The tumor microenvironment (TME) is critical in the initiation and progression of cancer, with immune cells playing a vital role within this environment. In the TME, immune cell infiltration can act both as an immune surveillance mechanism to hinder tumor progression and as a promoter of tumor-favorable phenotypes, facilitating immune escape and further tumor development. Consequently, targeting immune cells has become a pivotal approach in tumor immunotherapy. In this study, analysis of immune cell infiltration algorithms revealed that levels of infiltration by dendritic cells, eosinophils, macrophages, neutrophils, CD4+ T cells, and Treg cells correlate with TGFBR2 expression. Notably, positive correlations were found with dendritic cells, CD4+ T cells, and neutrophils, suggesting that TGFBR2 may play a significant role in enhancing the immune regulatory network within the LUAD tumor microenvironment. Research suggested that as a molecule with immune-regulatory functions, high expression of TGFBR2 can trigger innate immune responses and mitigate immune suppression, facilitating T-cell activation and infiltration, and thereby curbing tumor growth (46). However, further studies are necessary to confirm the link between TGFBR2 expression and immune infiltration in LUAD. The outcomes of this study offer valuable insights into the potential role of TGFBR2 in immunotherapy for LUAD and may aid in the development of personalized immunotherapy strategies.

In our study, two drugs (Irinotecan and Hesperetin) targeting TGFBR2 through molecular docking were predicted after determining correlation between TGFBR2 and LUAD. Irinotecan, an anti-tumor enzyme inhibitor, is widely used in treating colorectal cancer and is also approved for application in treatment of pancreatic cancer, lung cancer, and other cancers (47). A series of studies have shown that SCLC patients receiving Irinotecan for maintenance chemotherapy have a longer survival (48).
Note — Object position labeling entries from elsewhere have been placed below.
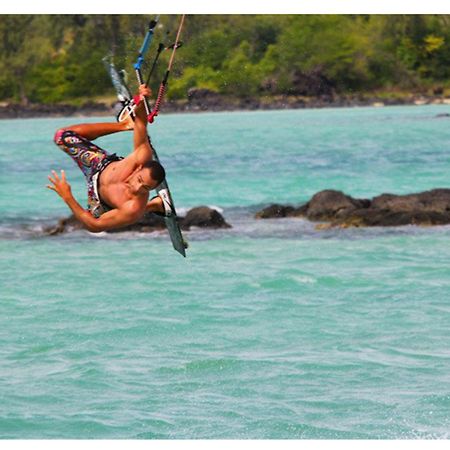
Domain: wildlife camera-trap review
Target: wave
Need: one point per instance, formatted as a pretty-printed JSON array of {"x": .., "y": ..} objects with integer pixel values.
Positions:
[{"x": 242, "y": 220}]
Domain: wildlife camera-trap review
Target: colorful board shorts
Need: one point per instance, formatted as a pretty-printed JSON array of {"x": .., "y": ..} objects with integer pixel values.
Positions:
[{"x": 91, "y": 159}]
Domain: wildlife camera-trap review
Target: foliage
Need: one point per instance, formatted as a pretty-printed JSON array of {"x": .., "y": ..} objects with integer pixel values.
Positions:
[{"x": 54, "y": 58}]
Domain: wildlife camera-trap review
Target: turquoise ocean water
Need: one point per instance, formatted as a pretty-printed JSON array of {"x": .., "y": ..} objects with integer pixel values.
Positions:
[{"x": 270, "y": 329}]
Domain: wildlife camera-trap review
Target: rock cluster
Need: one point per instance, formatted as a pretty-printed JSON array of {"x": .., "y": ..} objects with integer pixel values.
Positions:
[{"x": 338, "y": 209}]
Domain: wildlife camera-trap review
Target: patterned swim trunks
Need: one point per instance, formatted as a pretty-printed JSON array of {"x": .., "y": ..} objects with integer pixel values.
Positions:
[{"x": 91, "y": 159}]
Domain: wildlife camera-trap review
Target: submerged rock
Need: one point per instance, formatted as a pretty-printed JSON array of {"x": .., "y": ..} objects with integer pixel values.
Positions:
[
  {"x": 204, "y": 217},
  {"x": 423, "y": 208}
]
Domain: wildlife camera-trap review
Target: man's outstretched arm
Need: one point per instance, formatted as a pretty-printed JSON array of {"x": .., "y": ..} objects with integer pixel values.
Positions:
[{"x": 112, "y": 219}]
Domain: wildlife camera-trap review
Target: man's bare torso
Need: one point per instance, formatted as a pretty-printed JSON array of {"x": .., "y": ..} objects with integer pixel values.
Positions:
[{"x": 113, "y": 187}]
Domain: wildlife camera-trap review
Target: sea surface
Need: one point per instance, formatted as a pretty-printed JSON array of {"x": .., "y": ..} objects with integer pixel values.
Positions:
[{"x": 268, "y": 330}]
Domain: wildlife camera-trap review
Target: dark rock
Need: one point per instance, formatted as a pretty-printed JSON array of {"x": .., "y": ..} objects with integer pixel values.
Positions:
[
  {"x": 425, "y": 208},
  {"x": 331, "y": 205},
  {"x": 275, "y": 211},
  {"x": 203, "y": 217}
]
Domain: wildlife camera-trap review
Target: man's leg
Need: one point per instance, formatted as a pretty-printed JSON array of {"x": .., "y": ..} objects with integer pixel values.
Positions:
[
  {"x": 155, "y": 205},
  {"x": 91, "y": 131}
]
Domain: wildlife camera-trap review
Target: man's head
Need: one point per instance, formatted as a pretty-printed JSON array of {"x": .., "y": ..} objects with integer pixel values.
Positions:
[{"x": 147, "y": 177}]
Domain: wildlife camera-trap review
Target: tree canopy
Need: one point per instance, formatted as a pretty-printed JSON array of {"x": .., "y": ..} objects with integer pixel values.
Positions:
[{"x": 56, "y": 58}]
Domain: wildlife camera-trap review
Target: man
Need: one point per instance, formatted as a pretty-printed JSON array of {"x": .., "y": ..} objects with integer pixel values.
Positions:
[{"x": 118, "y": 188}]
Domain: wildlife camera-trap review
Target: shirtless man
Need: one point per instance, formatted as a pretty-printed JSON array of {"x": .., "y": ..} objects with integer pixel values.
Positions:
[{"x": 118, "y": 188}]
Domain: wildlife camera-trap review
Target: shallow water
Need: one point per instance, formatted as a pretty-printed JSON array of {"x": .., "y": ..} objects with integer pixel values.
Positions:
[{"x": 270, "y": 329}]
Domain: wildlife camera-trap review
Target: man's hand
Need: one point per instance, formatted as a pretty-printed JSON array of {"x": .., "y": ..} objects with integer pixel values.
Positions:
[
  {"x": 60, "y": 185},
  {"x": 144, "y": 91}
]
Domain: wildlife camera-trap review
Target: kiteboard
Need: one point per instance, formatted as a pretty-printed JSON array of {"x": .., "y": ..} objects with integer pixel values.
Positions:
[{"x": 171, "y": 220}]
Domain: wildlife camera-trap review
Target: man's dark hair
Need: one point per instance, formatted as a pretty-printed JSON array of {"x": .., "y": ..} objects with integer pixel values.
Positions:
[{"x": 156, "y": 170}]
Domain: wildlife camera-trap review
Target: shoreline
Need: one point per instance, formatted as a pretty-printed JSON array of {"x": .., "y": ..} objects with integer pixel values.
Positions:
[{"x": 210, "y": 102}]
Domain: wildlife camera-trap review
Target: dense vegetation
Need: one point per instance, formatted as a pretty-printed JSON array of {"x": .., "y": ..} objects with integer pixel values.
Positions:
[{"x": 55, "y": 58}]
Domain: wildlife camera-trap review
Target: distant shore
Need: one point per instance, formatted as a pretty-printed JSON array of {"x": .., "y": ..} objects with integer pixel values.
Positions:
[{"x": 203, "y": 101}]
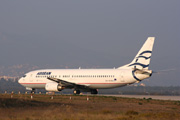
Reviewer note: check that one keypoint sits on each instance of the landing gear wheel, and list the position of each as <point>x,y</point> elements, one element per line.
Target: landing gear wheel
<point>94,91</point>
<point>33,91</point>
<point>77,92</point>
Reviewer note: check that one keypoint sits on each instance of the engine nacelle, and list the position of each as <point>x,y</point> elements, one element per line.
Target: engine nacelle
<point>53,87</point>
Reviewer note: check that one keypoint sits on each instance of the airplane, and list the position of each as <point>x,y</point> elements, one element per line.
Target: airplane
<point>90,80</point>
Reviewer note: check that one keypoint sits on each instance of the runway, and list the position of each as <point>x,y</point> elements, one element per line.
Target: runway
<point>156,97</point>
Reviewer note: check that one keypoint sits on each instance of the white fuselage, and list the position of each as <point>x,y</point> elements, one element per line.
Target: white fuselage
<point>92,78</point>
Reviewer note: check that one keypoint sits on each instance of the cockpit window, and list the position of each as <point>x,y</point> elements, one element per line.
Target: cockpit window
<point>24,75</point>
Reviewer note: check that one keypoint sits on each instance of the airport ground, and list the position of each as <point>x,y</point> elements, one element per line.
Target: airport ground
<point>83,107</point>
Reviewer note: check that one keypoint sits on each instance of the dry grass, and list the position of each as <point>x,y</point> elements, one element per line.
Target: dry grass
<point>21,107</point>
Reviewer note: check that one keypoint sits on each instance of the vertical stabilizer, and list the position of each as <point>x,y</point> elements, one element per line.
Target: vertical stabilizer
<point>143,57</point>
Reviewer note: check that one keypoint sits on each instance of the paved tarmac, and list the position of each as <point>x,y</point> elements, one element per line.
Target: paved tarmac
<point>174,98</point>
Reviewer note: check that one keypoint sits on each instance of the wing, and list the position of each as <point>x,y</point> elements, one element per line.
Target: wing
<point>67,84</point>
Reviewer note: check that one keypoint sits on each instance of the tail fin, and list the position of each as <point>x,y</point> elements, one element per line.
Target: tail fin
<point>142,59</point>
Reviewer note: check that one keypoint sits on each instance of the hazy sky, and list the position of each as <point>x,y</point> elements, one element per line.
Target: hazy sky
<point>105,33</point>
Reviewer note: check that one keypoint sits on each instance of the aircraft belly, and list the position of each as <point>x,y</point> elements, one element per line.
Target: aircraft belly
<point>37,86</point>
<point>101,86</point>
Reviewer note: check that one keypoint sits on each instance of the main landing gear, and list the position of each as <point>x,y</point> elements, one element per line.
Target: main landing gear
<point>33,90</point>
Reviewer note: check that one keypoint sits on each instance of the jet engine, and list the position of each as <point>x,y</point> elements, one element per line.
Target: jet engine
<point>53,87</point>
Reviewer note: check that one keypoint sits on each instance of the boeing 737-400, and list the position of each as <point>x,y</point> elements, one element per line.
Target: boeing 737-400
<point>89,80</point>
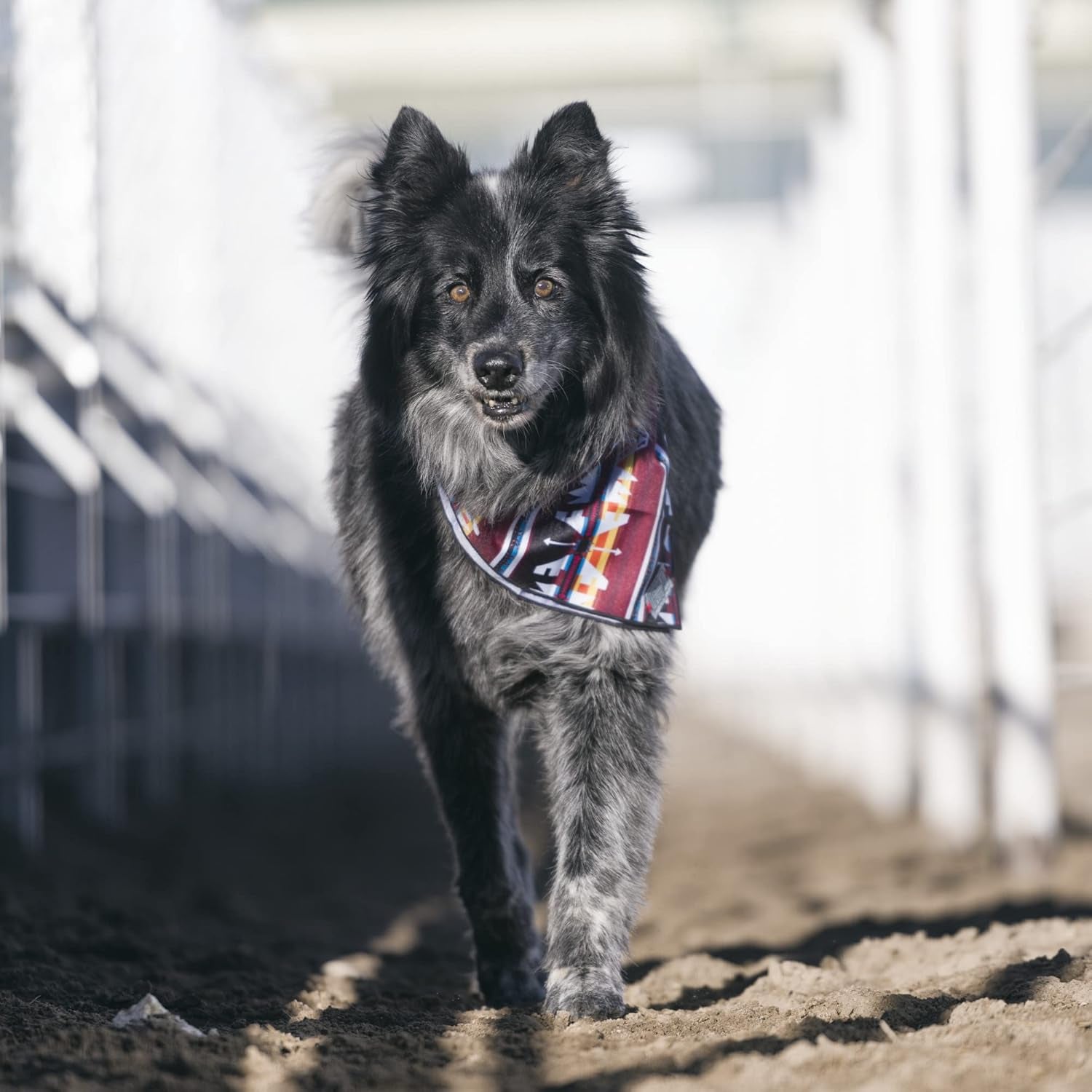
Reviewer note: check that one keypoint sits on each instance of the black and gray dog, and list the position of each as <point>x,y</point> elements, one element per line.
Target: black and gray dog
<point>510,347</point>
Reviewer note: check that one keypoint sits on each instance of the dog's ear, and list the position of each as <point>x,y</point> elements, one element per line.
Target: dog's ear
<point>417,162</point>
<point>570,143</point>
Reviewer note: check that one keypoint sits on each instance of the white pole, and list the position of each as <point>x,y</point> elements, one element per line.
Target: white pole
<point>1002,162</point>
<point>945,622</point>
<point>882,744</point>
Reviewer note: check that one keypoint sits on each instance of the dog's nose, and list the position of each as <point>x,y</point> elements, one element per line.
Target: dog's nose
<point>497,371</point>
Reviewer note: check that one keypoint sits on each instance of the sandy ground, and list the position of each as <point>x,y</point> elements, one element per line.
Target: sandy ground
<point>790,941</point>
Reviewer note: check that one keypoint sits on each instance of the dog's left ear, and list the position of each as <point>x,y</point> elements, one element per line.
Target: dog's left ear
<point>570,143</point>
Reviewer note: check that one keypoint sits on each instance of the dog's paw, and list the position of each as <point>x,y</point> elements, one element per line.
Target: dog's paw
<point>510,985</point>
<point>585,992</point>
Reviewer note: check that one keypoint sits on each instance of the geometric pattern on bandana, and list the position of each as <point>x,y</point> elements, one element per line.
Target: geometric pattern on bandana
<point>602,550</point>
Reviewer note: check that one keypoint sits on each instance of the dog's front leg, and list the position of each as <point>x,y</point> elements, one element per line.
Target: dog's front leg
<point>602,749</point>
<point>469,753</point>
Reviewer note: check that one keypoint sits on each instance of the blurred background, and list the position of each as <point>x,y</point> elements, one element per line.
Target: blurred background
<point>869,223</point>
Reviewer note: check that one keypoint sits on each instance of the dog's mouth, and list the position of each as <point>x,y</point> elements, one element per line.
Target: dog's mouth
<point>502,405</point>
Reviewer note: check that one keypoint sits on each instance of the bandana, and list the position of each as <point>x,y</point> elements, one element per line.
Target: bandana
<point>602,550</point>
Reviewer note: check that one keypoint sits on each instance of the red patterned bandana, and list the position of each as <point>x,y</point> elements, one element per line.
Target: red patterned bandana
<point>603,550</point>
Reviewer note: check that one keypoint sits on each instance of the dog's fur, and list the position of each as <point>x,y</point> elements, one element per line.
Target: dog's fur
<point>471,662</point>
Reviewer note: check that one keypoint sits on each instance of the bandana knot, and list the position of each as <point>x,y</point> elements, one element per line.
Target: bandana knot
<point>602,550</point>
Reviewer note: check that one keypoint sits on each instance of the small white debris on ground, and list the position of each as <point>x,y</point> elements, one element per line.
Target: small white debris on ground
<point>150,1011</point>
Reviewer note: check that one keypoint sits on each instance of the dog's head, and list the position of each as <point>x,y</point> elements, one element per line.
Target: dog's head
<point>498,298</point>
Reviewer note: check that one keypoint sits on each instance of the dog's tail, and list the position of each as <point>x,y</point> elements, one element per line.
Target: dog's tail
<point>336,213</point>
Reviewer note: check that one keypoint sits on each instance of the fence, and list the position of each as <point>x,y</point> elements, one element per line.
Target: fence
<point>167,598</point>
<point>895,500</point>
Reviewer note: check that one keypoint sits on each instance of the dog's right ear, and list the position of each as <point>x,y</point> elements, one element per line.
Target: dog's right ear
<point>417,163</point>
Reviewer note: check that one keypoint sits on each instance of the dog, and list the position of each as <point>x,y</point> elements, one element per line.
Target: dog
<point>513,369</point>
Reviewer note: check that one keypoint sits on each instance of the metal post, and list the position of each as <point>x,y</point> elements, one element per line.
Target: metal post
<point>1018,642</point>
<point>946,630</point>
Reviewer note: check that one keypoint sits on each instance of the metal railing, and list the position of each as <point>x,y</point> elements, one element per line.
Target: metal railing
<point>168,600</point>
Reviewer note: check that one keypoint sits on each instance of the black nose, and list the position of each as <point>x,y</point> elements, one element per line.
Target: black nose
<point>497,371</point>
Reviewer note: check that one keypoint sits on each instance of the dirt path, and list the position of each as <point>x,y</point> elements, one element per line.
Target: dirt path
<point>790,941</point>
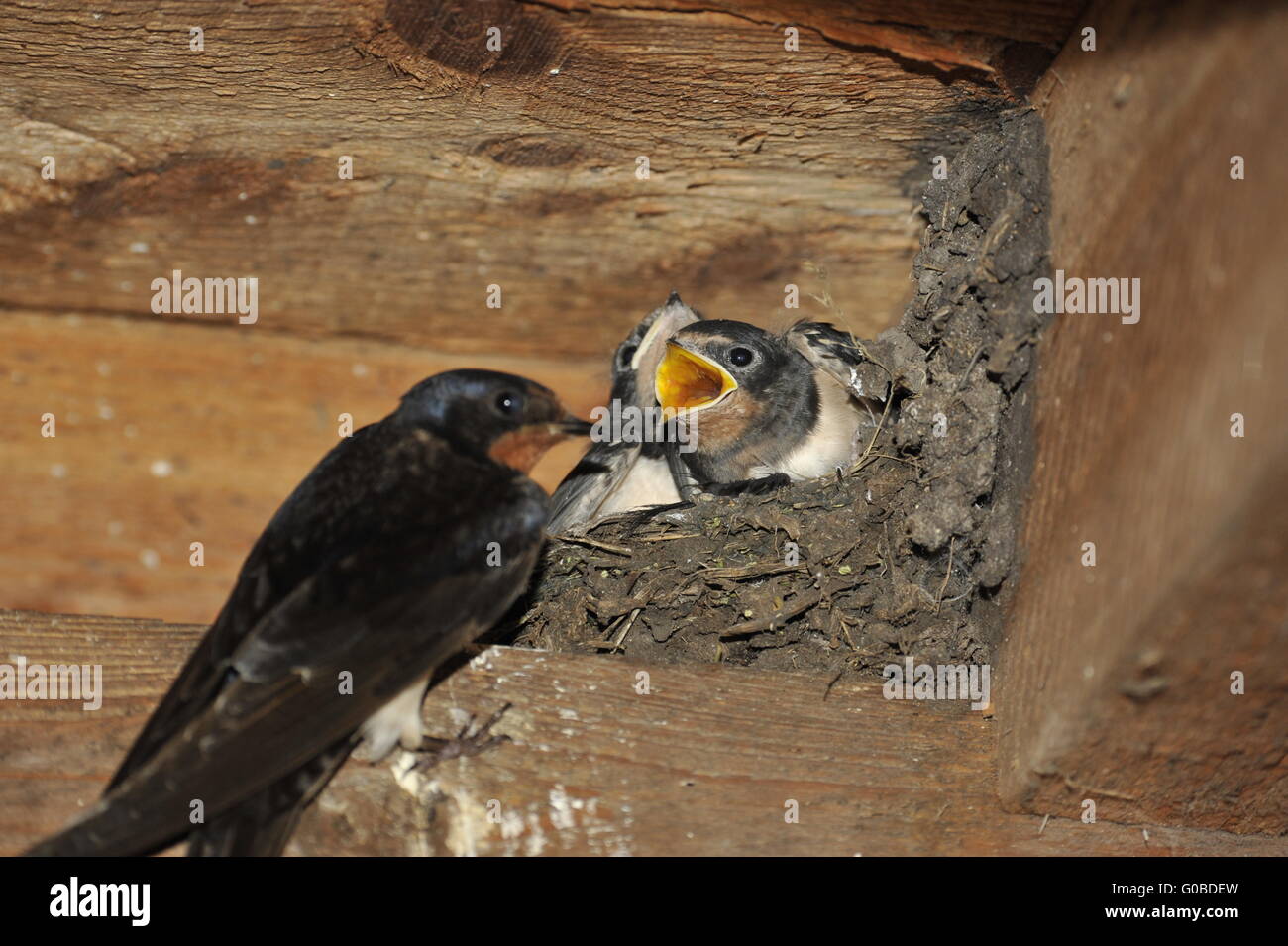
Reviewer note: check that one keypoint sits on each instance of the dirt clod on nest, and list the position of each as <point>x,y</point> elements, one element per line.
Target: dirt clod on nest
<point>911,550</point>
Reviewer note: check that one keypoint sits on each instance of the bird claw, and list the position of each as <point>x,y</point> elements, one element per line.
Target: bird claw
<point>465,743</point>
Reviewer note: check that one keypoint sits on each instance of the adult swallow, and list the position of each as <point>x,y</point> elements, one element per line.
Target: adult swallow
<point>765,408</point>
<point>617,475</point>
<point>408,540</point>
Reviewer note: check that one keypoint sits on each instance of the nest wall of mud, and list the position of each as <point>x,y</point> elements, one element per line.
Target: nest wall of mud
<point>913,551</point>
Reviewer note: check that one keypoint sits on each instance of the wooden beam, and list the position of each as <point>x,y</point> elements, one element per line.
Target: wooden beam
<point>172,434</point>
<point>1116,679</point>
<point>707,762</point>
<point>471,167</point>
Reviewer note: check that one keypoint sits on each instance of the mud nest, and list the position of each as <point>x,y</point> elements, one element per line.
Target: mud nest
<point>907,554</point>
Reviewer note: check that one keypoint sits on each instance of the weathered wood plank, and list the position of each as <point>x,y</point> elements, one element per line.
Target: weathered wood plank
<point>1115,681</point>
<point>472,168</point>
<point>171,434</point>
<point>703,764</point>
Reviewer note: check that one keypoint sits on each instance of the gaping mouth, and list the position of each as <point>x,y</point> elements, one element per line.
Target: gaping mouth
<point>687,381</point>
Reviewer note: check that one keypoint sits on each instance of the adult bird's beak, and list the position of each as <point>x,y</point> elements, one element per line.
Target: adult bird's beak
<point>687,381</point>
<point>572,426</point>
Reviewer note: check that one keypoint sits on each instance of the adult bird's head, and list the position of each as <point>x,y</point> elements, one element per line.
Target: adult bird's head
<point>488,413</point>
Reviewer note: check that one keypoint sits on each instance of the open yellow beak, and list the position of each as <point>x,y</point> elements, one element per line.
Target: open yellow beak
<point>687,381</point>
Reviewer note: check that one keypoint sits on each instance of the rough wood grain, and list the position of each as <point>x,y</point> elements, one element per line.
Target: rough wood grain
<point>471,167</point>
<point>1115,681</point>
<point>702,765</point>
<point>172,434</point>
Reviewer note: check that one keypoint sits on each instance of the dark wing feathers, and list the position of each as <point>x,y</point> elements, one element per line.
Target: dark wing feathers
<point>837,354</point>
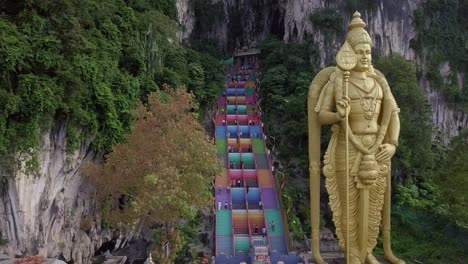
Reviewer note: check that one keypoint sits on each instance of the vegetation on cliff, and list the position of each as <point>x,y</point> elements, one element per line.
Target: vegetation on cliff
<point>88,63</point>
<point>162,175</point>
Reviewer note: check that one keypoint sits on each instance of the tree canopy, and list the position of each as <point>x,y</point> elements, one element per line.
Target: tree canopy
<point>164,171</point>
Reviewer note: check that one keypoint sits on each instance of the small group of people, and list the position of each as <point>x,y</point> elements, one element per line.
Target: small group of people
<point>220,204</point>
<point>236,183</point>
<point>256,230</point>
<point>271,226</point>
<point>233,165</point>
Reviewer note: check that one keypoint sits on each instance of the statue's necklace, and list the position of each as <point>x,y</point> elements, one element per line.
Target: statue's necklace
<point>369,102</point>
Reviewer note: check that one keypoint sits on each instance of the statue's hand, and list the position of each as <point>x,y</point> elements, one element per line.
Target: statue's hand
<point>342,107</point>
<point>386,152</point>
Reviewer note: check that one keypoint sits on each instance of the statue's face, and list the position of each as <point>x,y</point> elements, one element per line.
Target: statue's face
<point>363,57</point>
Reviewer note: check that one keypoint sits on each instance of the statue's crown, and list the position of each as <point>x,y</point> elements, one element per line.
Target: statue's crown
<point>357,34</point>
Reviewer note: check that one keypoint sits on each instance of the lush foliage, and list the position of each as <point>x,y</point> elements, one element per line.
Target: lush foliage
<point>163,174</point>
<point>441,43</point>
<point>414,156</point>
<point>327,19</point>
<point>88,64</point>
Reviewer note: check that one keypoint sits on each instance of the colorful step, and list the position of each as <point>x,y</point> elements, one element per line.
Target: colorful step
<point>223,223</point>
<point>274,216</point>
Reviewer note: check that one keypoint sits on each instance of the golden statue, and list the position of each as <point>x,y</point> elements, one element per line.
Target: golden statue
<point>356,100</point>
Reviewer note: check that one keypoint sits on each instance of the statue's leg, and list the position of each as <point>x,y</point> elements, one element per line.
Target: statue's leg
<point>353,216</point>
<point>376,201</point>
<point>386,225</point>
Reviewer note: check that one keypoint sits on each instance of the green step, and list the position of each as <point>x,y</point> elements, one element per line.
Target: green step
<point>221,145</point>
<point>223,223</point>
<point>242,245</point>
<point>259,146</point>
<point>274,215</point>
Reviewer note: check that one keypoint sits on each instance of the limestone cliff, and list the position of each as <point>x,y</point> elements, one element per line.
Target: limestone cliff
<point>390,24</point>
<point>43,212</point>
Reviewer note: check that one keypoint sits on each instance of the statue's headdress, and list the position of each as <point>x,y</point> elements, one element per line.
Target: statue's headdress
<point>357,34</point>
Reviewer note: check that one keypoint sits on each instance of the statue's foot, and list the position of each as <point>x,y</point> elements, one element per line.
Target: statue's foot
<point>392,259</point>
<point>370,259</point>
<point>319,260</point>
<point>354,260</point>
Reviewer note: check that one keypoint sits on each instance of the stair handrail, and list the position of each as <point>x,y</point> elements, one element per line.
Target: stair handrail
<point>278,195</point>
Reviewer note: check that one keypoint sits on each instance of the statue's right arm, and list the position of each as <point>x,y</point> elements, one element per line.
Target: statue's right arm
<point>328,117</point>
<point>326,114</point>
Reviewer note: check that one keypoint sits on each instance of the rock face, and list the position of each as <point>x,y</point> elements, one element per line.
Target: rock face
<point>390,24</point>
<point>42,213</point>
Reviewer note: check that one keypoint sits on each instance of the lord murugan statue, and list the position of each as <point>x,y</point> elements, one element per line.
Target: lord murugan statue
<point>356,100</point>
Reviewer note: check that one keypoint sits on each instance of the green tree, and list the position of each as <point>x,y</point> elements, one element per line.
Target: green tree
<point>163,174</point>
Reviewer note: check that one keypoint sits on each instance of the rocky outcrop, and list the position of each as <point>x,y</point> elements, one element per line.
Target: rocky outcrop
<point>43,212</point>
<point>390,24</point>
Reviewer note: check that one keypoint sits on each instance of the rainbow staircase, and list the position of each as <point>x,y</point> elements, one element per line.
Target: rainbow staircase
<point>245,197</point>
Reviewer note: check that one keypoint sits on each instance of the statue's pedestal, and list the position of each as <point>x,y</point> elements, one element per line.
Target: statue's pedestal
<point>343,261</point>
<point>336,257</point>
Additionally, it is also used in chemotherapy regimens for advanced non-small-cell lung cancer and recurrent NSCLC (49). The results of this study suggested that Irinotecan has potential advantages in treating LUAD patients with abnormal TGFBR2 expression. Hesperetin, a naturally active bio-compound, belongs to one of flavanones. A series of studies have shown that Hesperetin is functioning in inhibiting the proliferation and migration of LUAD cells and is capable of restraining tumor growth in LUAD mouse models combining with use of carboplatin (50). Therefore, Hesperetin is of important value in research and application for treating lung cancer, especially for LUAD patients with abnormal TGFBR2 expressions.

Although this study highlights the potential of TGFBR2 as a protective biomarker in lung adenocarcinoma (LUAD), it does have certain limitations. First, the reliance primarily on the TCGA-LUAD, GSE31210, and GSE40791 datasets may compromise the universality and representativeness of the results. Future research should utilize larger-scale, multi-center data to increase the reliability of these findings. Second, the research validated the function of TGFBR2 using the A549 cell line, but it is important to note that cell characteristics and experimental conditions in vitro can differ from those in vivo. Additionally, the drugs Irinotecan and Hesperetin, which were identified as potentially related to TGFBR2 through the DGIDB, require validation for safety and efficacy in preclinical and clinical trials. In conclusion, while this study provides initial evidence supporting TGFBR2’s role in LUAD, addressing these limitations is essential for its effective application as a biomarker and therapeutic target. Future research should concentrate on expanding sample sizes, exploring mechanisms in greater depth, and validating drug predictions to advance the use of TGFBR2 in treating LUAD.

5 Conclusions

In this study, we tried to accurately screen genes closely relating to diagnosis and prognosis of LUAD based on the WGCNA and bioinformatic methods including machine learning algorithms and MR. In addition, TGFBR2 is verified as a potential diagnostic and prognostic marker for LUAD via immunohistochemistry and cell experiments. It is related to LUAD immune cell infiltration, which can be a potential target for LUAD immunotherapy. Furthermore, Irinotecan and Hesperetin are predicted as potential drugs targeting LUAD, but further experiments and clinical trials are needed for verification. The study provides some insights for the diagnosis and treatment of LUAD. In the future study, we will continue to focus on the role of this gene in LUAD and conduct more studies on LUAD-related markers.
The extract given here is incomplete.